For CL members, the deeper one goes in their relationship with Christ, the more one becomes open to the world.
“We develop more interest in life and what is happening in the world. Everything has meaning,” Lancellotti said. “The most natural desire is to discover new things, but also within the truth of faith. The encounter with Christ makes us open to life.”
A broad appeal
Not all of the panelists at the Encounter are Catholic.
“The idea is to find people who are experts in their field because we are open to reality. We are open to having true encounters with people whom we may not agree with,” said Fiona Holly, a librarian from Wichita, Kansas, and member of CL.
“When we invite someone to be on a panel, we want someone who helps us look at reality and see more of what’s there, more than what we normally encounter,” Tomassi added.
Another part of the New York Encounter’s mission is, according to St.
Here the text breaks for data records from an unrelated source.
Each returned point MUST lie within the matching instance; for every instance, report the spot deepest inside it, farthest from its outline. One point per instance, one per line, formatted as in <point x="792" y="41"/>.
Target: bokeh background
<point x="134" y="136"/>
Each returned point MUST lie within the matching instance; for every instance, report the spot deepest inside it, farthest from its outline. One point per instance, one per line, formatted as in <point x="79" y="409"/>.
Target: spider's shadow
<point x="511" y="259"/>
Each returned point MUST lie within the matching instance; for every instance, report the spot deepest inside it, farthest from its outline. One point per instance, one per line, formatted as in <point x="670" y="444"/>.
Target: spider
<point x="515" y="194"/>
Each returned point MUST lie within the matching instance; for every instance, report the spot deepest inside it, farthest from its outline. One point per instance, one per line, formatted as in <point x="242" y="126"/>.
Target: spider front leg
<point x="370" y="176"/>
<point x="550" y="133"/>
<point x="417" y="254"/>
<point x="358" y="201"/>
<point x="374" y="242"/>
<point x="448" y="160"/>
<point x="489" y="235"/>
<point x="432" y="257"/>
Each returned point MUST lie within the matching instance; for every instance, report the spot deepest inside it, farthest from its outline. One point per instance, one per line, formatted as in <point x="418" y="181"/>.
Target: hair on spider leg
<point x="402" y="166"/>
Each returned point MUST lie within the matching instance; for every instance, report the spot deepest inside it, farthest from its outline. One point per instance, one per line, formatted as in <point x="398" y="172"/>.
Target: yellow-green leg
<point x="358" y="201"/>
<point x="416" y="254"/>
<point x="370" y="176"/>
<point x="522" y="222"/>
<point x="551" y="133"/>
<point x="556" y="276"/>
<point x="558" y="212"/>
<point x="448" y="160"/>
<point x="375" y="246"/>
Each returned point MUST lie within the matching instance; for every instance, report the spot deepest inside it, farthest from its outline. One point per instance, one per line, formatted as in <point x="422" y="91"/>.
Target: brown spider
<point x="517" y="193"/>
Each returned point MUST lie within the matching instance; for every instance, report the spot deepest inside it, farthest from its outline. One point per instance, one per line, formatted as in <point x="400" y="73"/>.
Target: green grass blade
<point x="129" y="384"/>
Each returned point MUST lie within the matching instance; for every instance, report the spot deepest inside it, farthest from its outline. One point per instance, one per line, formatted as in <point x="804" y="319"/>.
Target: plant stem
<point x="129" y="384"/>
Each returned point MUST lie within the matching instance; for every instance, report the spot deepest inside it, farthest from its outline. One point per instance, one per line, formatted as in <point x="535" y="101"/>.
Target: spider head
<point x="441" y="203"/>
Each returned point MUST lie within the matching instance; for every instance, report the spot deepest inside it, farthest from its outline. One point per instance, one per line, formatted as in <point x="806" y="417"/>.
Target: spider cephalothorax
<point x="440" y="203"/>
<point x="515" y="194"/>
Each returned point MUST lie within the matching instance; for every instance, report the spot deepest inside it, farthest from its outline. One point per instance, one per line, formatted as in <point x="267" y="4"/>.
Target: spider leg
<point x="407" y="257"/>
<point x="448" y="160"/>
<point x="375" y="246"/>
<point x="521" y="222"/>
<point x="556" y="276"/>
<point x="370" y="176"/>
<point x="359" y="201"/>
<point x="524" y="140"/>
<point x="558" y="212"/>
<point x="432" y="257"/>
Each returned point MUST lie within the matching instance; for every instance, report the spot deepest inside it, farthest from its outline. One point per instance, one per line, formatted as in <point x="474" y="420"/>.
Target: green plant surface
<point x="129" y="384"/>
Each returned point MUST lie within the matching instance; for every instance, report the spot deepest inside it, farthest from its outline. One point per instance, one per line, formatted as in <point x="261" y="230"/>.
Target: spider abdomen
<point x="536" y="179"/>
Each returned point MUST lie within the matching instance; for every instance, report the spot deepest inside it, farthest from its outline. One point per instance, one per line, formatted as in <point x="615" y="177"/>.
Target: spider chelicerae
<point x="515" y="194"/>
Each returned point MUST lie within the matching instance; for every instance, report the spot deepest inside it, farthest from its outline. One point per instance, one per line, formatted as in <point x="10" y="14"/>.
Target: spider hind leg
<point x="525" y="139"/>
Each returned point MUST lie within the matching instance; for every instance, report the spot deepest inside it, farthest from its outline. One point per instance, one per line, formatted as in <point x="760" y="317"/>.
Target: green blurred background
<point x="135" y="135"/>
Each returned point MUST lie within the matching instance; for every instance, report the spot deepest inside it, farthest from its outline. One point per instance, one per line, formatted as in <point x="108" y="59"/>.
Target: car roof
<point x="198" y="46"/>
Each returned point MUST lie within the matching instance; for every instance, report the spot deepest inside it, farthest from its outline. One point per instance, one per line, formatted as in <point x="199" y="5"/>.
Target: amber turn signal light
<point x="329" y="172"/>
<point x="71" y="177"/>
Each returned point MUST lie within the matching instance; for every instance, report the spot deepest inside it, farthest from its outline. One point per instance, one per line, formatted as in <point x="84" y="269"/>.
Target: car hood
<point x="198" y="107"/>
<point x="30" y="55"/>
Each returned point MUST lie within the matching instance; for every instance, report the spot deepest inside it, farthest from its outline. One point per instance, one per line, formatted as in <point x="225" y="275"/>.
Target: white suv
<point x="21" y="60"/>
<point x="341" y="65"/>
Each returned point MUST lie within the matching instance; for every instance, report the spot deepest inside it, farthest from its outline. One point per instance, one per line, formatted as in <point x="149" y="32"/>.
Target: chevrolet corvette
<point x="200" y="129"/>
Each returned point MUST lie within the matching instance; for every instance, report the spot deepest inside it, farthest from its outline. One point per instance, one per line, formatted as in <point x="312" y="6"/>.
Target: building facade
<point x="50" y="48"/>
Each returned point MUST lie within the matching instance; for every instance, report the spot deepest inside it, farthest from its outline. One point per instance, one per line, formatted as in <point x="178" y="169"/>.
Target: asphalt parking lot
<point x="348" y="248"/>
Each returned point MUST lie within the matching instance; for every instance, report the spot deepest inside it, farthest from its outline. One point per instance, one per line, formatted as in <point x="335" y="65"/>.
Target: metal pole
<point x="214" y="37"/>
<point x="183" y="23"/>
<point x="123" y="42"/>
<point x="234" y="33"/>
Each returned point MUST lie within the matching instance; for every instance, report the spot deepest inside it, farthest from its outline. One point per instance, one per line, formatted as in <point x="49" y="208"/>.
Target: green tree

Paul’s suggestion, to “test everything and retain what is good.” Conversations and exhibits at this year’s Encounter treat a myriad of topics, such as the value of work, geology, hospitality, and the implications of rising inflation.
Past speakers have included Sohrab Ahmari, previous op-ed editor for the New York Post; Christine Emba, writer for The Washington Post; Francis Collins, former director of the National Institutes of Health; and David Brooks, New York Times op-ed columnist.
In 2020, a panel discussion took place with Daryl Davies, who has convinced members of the Ku Klux Klan to leave their organization, and Christian Picciolini, a former Neo-Nazi who tries to help people leave white supremacist groups, which Tomassi recalled as particularly impactful.
A similarly powerful panel will take place this year, titled, “You Will Never Succeed in Convincing Me to Hate You.” It will feature Diane Foley, the mother of Jim Foley, a journalist who was publicly beheaded by ISIS, and Archbishop Pierbattista Pizzabolla, the Latin patriarch in the Holy Land; a Ukrainian refugee will also participate in this discussion.
Another presentation this year will focus on Servant of God Father Emil Kapaun, a priest known for his heroic care for others in a POW camp in North Korea during the Korean War. A recorded testimony will be given by a survivor of the prison camp who knew Father Kapaun.
CL families from around the U.S. attend the Encounter with their children. In addition to food and exhibits, there is a “Kids’ Village” where parents can engage in art, singing, crafts, and storytelling with their children. For children over 6, there are guided tours of all the exhibits especially geared toward their age group. On the second floor is the “Infinity Lab” for children 10 and older to recreate the stone sculpture on Chartres Cathedral. Children will learn how to make a bas-relief using plaster and wood, which they can take home.
“When people come, they see that there is something for everyone,” Holly said.